この最高裁判決(平成8年11月26日、事件番号平成5(オ)947)では、被相続人が相続開始時に債務を有していた場合の遺留分の侵害額の算定方法について、次のような見解が示されました。
判決の要点
- 遺留分の算定基礎となる財産額の確定方法
遺留分の算定においては、民法1029条、1030条、1044条の規定に従い、以下の手順で計算されるべきとしています。
1.まず、被相続人が相続開始の時に有していたすべての財産の価額に、贈与された財産の価額を加えます。
2.次に、その合計額から被相続人のすべての債務を控除し、遺留分算定の基礎となる財産額を確定します。
3.その額に対して、民法1028条で定められた遺留分の割合を乗じます。
4.複数の遺留分権利者がいる場合には、それぞれの法定相続分の割合をさらに乗じます。
5.遺留分権利者が特別受益財産を得ている場合は、その価額を控除して、最終的な遺留分額を算定します。
- 遺留分の侵害額の算定方法
算定された遺留分の額から、遺留分権利者が相続によって得た財産の額を控除します。
また、遺留分権利者が負担すべき相続債務がある場合は、その額を加算して、遺留分の侵害額を算定します。
- 遺留分減殺請求権の行使に関する影響
遺留分減殺請求権を行使した結果、遺留分権利者はその侵害額に応じた持分を取得するものとされています。

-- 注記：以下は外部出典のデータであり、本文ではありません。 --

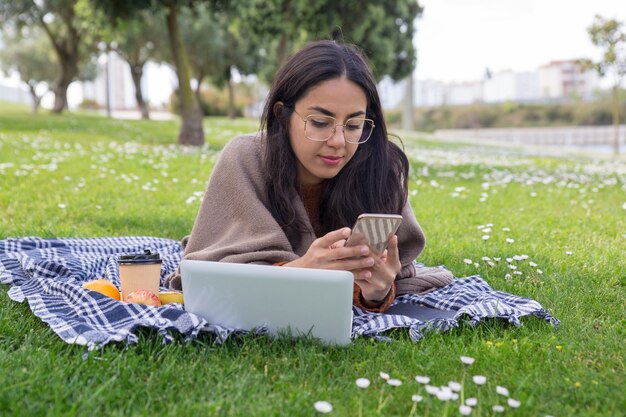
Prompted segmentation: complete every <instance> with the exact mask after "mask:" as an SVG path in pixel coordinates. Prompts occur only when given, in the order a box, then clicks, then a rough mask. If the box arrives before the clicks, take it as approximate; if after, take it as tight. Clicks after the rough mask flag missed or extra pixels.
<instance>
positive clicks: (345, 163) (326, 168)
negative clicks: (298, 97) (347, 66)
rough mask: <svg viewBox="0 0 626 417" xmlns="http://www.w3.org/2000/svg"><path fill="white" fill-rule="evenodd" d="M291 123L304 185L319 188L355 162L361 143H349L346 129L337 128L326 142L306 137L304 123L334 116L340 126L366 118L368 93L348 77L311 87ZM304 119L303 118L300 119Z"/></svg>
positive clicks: (297, 154) (344, 77)
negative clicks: (349, 161)
mask: <svg viewBox="0 0 626 417" xmlns="http://www.w3.org/2000/svg"><path fill="white" fill-rule="evenodd" d="M294 109H295V111H296V112H297V114H296V112H294V113H293V114H292V115H291V120H290V123H289V142H290V144H291V148H292V149H293V152H294V153H295V155H296V159H297V164H298V167H297V176H298V177H297V180H298V183H299V184H300V185H315V184H319V183H320V182H322V181H323V180H326V179H330V178H334V177H335V175H337V174H338V173H339V171H341V170H342V169H343V167H344V166H346V164H347V163H348V162H349V161H350V159H352V157H353V156H354V153H355V152H356V149H357V147H358V146H359V145H358V144H355V143H349V142H346V140H345V137H344V133H343V129H342V128H341V126H337V128H336V131H335V133H334V134H333V135H332V136H331V138H330V139H328V140H327V141H326V142H316V141H313V140H310V139H308V138H307V137H306V136H305V134H304V121H303V120H302V119H303V118H306V117H307V116H310V115H325V116H332V117H334V118H335V119H336V120H337V124H344V123H345V122H346V120H347V119H349V118H351V117H365V112H366V110H367V98H366V96H365V92H364V91H363V90H362V89H361V87H359V86H358V84H355V83H354V82H352V81H350V80H348V79H347V78H345V77H340V78H334V79H331V80H327V81H324V82H322V83H320V84H318V85H316V86H315V87H313V88H311V89H310V90H309V91H308V92H307V93H306V94H305V95H304V96H302V98H300V100H298V101H297V102H296V104H295V106H294ZM300 116H302V117H300Z"/></svg>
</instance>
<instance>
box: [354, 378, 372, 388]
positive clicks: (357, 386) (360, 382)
mask: <svg viewBox="0 0 626 417" xmlns="http://www.w3.org/2000/svg"><path fill="white" fill-rule="evenodd" d="M356 386H357V387H359V388H367V387H369V386H370V380H369V379H367V378H359V379H357V380H356Z"/></svg>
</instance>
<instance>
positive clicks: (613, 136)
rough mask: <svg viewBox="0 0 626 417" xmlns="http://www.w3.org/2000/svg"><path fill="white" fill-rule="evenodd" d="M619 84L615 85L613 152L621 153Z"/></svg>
mask: <svg viewBox="0 0 626 417" xmlns="http://www.w3.org/2000/svg"><path fill="white" fill-rule="evenodd" d="M619 86H620V85H619V84H616V85H615V86H614V87H613V153H614V154H615V155H618V154H619V104H620V103H619Z"/></svg>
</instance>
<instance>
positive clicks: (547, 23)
mask: <svg viewBox="0 0 626 417" xmlns="http://www.w3.org/2000/svg"><path fill="white" fill-rule="evenodd" d="M418 2H419V4H420V5H421V6H423V7H424V12H423V14H422V17H421V18H420V19H419V20H418V22H417V34H416V39H417V42H416V44H417V70H416V75H417V79H420V80H424V79H434V80H441V81H470V80H478V79H481V78H482V77H483V75H484V73H485V68H489V69H490V70H491V71H492V72H498V71H501V70H507V69H510V70H513V71H534V70H536V69H537V68H538V67H539V66H541V65H544V64H547V63H549V62H550V61H554V60H560V59H577V58H591V59H594V60H597V59H599V58H600V56H601V52H600V49H599V48H596V47H595V46H593V44H592V43H591V41H590V39H589V35H588V34H587V27H589V26H590V25H591V24H592V22H593V18H594V15H595V14H600V15H601V16H602V17H604V18H615V19H617V20H619V21H621V22H623V23H624V25H626V0H419V1H418Z"/></svg>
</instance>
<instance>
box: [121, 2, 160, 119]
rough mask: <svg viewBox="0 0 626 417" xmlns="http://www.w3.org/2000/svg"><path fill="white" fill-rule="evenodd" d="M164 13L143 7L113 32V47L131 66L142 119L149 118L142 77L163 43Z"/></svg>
mask: <svg viewBox="0 0 626 417" xmlns="http://www.w3.org/2000/svg"><path fill="white" fill-rule="evenodd" d="M162 19H163V16H160V15H155V14H154V13H149V12H147V11H142V12H140V13H139V14H138V16H137V17H136V18H129V19H126V20H124V21H123V22H121V23H120V24H119V25H118V30H116V31H114V32H113V34H112V39H113V41H112V42H111V44H113V45H115V47H114V48H113V49H114V50H115V52H117V53H118V54H119V55H120V56H121V57H122V58H123V59H124V60H125V61H126V62H127V63H128V65H129V66H130V75H131V78H132V80H133V85H134V86H135V100H136V101H137V107H139V111H140V112H141V118H142V119H149V118H150V112H149V110H148V103H146V101H145V99H144V96H143V92H142V90H141V79H142V78H143V71H144V67H145V65H146V63H147V62H148V61H149V60H150V59H153V58H154V57H155V56H157V53H156V52H157V51H159V50H160V49H162V48H163V46H164V45H165V44H166V43H165V42H164V41H165V36H166V34H165V30H164V28H163V25H162V24H160V23H161V22H162Z"/></svg>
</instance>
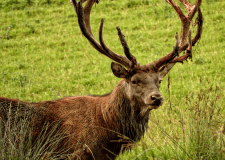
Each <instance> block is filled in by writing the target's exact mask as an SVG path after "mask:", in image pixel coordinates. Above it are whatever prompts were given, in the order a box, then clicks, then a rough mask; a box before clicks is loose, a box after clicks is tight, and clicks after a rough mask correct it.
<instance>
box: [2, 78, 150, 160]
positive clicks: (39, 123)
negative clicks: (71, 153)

この持分は、相続開始時の相続財産の価額の総和で割った割合によって決定されます。
- 相続債務の弁済と遺留分算定方法への影響
相続開始後、相続債務が特定の相続人によって単独で弁済され、その結果、他の相続人との間で求償権が発生したとしても、その求償権と損害賠償請求権との相殺が行われ、求償権がすべて消滅した場合であっても、遺留分の算定方法自体には影響を及ぼさないとされています。
- まとめ
この判決は、相続開始時に被相続人が債務を有していた場合の遺留分侵害額の算定方法についての詳細なルールを示しています。
債務が存在する場合でも、遺留分の算定方法は変わらず、特定の相続人が債務を弁済したとしても、遺留分の権利に影響を及ぼすことはないと解釈されています。
これにより、相続債務の存在が遺留分侵害の算定に与える影響が明確化されました。